In recent years the market prices of George Condo’s works have posted strong and steady growth. In fact, his meteoric rise (+1,093% since 2000 according to Artprice’s price index calculations) have made him a favourite with the major auction houses, which have even honoured his work in private exhibitions. Last year Phillips organised a major exhibition of more than 200 of his drawings (George Condo: The Way I Think, 11 March – 25 June, 2017) which then travelled to the Louisiana Museum of Modern Art in Denmark. For Phillips, Condo has become a serious money spinner having sold nearly 200 of his works over the past four years, including three above the million-dollar line (Tumbling Heads, $1.05 million on 15 May 2008; Young Girl with Blue Dress, $1.5 million on 26 November 2017 and Woman & Man $1.8 million on 8 March 2018).
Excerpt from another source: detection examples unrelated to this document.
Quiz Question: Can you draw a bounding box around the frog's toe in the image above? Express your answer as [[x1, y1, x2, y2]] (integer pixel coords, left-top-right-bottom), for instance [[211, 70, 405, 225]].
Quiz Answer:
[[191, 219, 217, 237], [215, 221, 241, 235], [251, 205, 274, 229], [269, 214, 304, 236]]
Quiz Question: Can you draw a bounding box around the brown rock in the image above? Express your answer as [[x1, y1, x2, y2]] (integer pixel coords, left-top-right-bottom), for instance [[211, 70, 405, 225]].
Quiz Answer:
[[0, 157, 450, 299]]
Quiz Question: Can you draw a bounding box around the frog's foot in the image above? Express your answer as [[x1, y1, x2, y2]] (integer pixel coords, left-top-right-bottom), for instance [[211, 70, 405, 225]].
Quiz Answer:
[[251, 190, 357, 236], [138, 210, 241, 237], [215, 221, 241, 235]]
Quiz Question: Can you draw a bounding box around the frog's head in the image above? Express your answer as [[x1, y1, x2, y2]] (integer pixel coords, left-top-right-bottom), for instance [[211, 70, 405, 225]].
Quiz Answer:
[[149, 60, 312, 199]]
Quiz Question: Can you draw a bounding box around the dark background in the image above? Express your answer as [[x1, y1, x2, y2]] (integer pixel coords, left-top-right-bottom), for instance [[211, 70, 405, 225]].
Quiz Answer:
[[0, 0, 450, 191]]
Naturally, Christie’s and Sotheby’s have had a similar success with works by George Condo. Where there’s demand… there’s intense competition: in November last year, Sotheby’s New York branch generated Condo’s current auction record of more than $4 million, four times the mid-range estimate, with a painting entitled Compression IV (2011). Last month Sotheby’s Hong Kong decided to promote Condo in very effective private exhibition of his painted portraits, “facing off” with portrait works by Pablo Picasso.
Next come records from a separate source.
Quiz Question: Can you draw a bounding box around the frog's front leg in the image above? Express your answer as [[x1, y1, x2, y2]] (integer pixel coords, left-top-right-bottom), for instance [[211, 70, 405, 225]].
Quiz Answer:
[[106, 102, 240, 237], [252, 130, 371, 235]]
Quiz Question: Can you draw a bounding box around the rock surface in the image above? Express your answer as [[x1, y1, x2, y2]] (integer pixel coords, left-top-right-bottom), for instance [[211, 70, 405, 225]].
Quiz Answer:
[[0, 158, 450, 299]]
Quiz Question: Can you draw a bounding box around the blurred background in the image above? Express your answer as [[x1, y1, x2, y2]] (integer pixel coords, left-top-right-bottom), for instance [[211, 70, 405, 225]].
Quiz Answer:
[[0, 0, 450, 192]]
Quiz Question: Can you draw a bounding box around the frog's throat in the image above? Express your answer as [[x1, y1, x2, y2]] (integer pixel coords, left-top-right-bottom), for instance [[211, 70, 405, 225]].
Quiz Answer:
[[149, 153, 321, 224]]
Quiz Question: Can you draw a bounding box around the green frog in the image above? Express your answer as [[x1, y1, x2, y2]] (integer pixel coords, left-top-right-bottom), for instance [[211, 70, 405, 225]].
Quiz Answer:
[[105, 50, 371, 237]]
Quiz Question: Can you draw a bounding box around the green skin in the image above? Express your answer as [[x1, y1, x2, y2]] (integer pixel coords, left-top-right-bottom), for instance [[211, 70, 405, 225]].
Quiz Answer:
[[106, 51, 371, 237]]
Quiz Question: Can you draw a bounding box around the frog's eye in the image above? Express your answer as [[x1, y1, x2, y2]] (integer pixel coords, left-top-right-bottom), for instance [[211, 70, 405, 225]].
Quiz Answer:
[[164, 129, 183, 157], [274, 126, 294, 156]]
Although the exhibition was short (16-31 March 2018), it attracted a lot of attention. Organized during Art Basel Hong Kong, Sotheby’s announced the “encounter of two geniuses” via an exhibition-sale containing forty portraits with an overall value exceeding $300 million. The exhibition, Face-Off: Picasso /Condo, was based on several loans of works (just like a museum exhibition) to provide sufficient substance for a ‘dialogue’ between the two artists in the field of portrait painting. Throughout his life, Picasso deconstructed and reinvented this traditional genre with paintings of his family, his muses, his lovers, his friends and children, exploring his subjects from all perspectives and infusing his portraits with strong emotional and psychological expression.
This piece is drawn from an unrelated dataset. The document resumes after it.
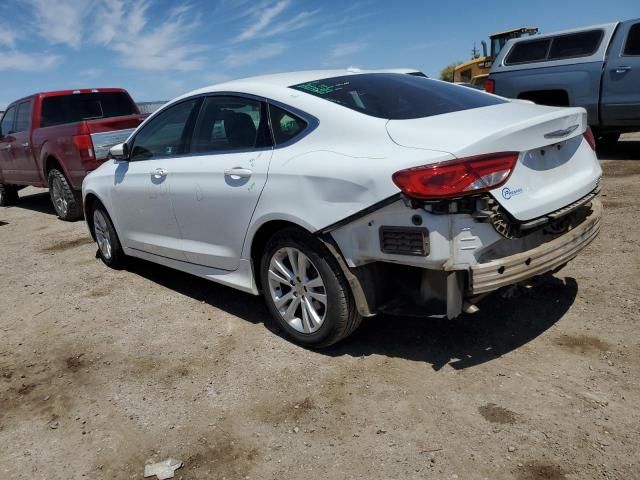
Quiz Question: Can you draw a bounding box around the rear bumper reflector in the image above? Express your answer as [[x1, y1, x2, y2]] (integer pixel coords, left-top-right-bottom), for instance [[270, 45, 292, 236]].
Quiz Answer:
[[468, 199, 602, 295], [380, 227, 429, 257]]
Condo has a very different approach. He doesn’t start from an existing reality, but rather conceives purely imaginary portraits, deconstructing the faces in a ‘Cubist’ manner influenced by Picasso. In short, the exhibition is a veritable masterstroke: the mere fact of comparing Condo to an artist who has signed works worth over a 100 million dollars is a powerful signal to rich Asian collectors. The strategy cannot fail to increase the popularity of George Condo in Asia and boost a market that is generating more and more 7-digit results, with the latest three being hammered in March 2018 (London and New York). In fact, Condo’s work has already been sold successfully in Hong Kong. Last November, his Young Girl with Blue Dress fetched $1.5 million, more than double its high estimate. Asian collectors have already acquired a taste for figurative painting and for Western art in general. Presenting George Condo as an alternative to the great Picasso – the most expensive and most sought-after artist in the world – was bound to captivate them.